ヘミングウェイのたった6ページの短編を一緒に「読んで」みましょう。最大限「この小説は、実は何を書いているのだろう……」とセンサーを全開にして読むと、「猫がほしいと駄々をこねるだけの夫人の話」が、「子どもを産むか産まないかの話」になり、「アメリカとイタリアの国家の話」に見えてくる!
「京大院生が選んだ人生を狂わす名著50」がリニューアルして、cakesオリジナル定期連載。

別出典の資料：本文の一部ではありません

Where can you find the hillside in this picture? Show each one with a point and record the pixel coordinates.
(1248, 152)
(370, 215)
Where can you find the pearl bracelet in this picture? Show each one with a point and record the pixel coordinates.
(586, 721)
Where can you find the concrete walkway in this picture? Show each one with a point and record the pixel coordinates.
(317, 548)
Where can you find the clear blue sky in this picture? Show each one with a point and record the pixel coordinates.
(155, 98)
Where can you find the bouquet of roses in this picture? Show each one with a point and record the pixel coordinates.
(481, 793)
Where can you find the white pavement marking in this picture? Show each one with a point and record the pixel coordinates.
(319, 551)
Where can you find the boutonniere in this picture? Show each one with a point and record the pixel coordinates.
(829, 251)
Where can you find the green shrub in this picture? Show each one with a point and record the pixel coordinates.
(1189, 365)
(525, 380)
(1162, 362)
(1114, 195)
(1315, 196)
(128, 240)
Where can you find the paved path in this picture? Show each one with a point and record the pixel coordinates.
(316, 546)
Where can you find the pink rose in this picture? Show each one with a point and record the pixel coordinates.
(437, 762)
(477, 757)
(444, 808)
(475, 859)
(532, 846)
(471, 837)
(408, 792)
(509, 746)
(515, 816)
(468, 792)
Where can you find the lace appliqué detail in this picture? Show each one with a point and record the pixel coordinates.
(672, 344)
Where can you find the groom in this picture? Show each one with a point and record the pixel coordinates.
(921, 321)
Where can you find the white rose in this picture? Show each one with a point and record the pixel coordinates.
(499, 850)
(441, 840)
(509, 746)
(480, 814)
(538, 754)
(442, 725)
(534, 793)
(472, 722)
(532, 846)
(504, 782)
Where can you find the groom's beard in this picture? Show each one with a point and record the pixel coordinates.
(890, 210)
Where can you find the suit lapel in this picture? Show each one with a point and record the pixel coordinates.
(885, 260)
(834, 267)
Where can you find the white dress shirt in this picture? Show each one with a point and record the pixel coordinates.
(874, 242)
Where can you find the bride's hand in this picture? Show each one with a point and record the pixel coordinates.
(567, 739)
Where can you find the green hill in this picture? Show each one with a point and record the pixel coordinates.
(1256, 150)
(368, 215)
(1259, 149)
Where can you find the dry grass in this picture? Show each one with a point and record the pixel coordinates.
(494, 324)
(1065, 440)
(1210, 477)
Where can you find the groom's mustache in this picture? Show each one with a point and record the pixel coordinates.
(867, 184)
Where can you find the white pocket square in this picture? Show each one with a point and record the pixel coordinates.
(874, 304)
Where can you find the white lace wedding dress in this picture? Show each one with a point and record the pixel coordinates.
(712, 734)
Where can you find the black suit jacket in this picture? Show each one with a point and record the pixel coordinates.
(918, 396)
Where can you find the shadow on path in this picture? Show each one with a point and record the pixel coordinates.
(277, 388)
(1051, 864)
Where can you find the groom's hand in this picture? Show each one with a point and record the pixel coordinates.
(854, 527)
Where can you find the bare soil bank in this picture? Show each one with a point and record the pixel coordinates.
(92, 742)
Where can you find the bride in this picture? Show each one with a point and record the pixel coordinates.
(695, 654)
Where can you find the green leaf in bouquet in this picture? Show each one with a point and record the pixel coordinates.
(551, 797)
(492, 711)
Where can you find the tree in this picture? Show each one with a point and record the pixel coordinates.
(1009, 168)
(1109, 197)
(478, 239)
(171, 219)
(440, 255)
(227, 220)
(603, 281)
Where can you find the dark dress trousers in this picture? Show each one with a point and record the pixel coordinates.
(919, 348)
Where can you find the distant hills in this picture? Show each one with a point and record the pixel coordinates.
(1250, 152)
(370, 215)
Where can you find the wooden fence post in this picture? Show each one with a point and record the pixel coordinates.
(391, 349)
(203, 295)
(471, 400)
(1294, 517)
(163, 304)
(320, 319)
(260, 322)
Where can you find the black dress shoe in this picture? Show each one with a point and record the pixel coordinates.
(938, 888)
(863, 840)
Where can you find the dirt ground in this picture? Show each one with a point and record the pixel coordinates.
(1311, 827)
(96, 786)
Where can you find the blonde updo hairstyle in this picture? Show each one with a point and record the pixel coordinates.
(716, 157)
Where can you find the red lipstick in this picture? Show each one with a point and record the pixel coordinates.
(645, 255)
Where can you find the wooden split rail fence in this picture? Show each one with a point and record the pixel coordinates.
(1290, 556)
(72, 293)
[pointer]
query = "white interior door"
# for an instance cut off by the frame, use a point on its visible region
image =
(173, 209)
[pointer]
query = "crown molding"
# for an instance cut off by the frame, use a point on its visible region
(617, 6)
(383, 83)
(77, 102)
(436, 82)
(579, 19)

ヘミングウェイの6ページの短編を一緒に「読んで」みよう

 前回、読書の秋に外国文学を読んでみましょうよ! というお話をしました。
 で、前回は「読み方」編だったのですが……今回は「実際に読んでみる」編です!
 秋の夜長に読んだことのないジャンルに挑戦してみようかしら、しかし最初何から読めばいいのかわからない……というそこのあなた、わたしと一緒に、実際に海外文学を読んでみましょう!!

 用意していただきたい本は、

『ヘミングウェイ全短編1 われらの時代 男だけの世界』
(ヘミングウェイ、高見浩訳)新潮文庫

 短編集なのですが、なんせひとつずつの話が、とても短いんです。
 今回とりあげる短編『雨のなかの猫』なんて、なんと、文庫本6ページ!!!
 すごくないですか。6ページって。星新一もびっくりの短さ。

 しかし短いからって、簡単な話じゃないんですよこれが……。ぼーっと読むと「はれ? なんの話?」と首をひねってしまいそうな、だけど真剣に読むと奥が深くて息を呑んでしまう、傑作短編小説なんです。
 というわけで、一緒に読んでみましょう。


 手元に本がない方のためにどんな話かと説明しますと……

 主人公はイタリアのホテルに滞在する若いアメリカ人夫婦です。
 ホテルで妻が窓の外を眺めていると、子猫を見つける。雨が降る中、子猫は緑色のテーブルの下で濡れまいとちぢこまっている。興味なさげな夫を横目に、妻は子猫をひろおうと階下へ向かう。
 フロントの前には、イタリア人であるホテルの支配人がいた。彼は一礼する。老人だが威厳があり、いつも役に立とうとしてくれる支配人に妻は好感を抱いていた。
 しかし外に行くと、雨の中のテーブル下に、子猫はいなかった。妻は失望感に襲われる。「あたし、子猫がほしかった」と彼女は着いてきたメイドに言う。
 妻が戻ると、支配人はまだフロントにおり、また一礼した。
 部屋に帰った妻は、読書していた夫に「とてもほしかったわ、あの猫」と何度も言う。そして「子猫がほしい、銀器が揃ったテーブルで食事がしたい、新しいドレスが何着かほしい」と夫に言う。夫は「いい加減にして」と読書へ戻ってしまう。
 妻は「とにかく、いますぐに猫がほしい」と言う。
 すると、突然、メイドが部屋にやって来た。
 その腕には……「支配人からお渡しするよう申しつかりました」と、でっぷり太った三毛猫が抱えていられていたのだ。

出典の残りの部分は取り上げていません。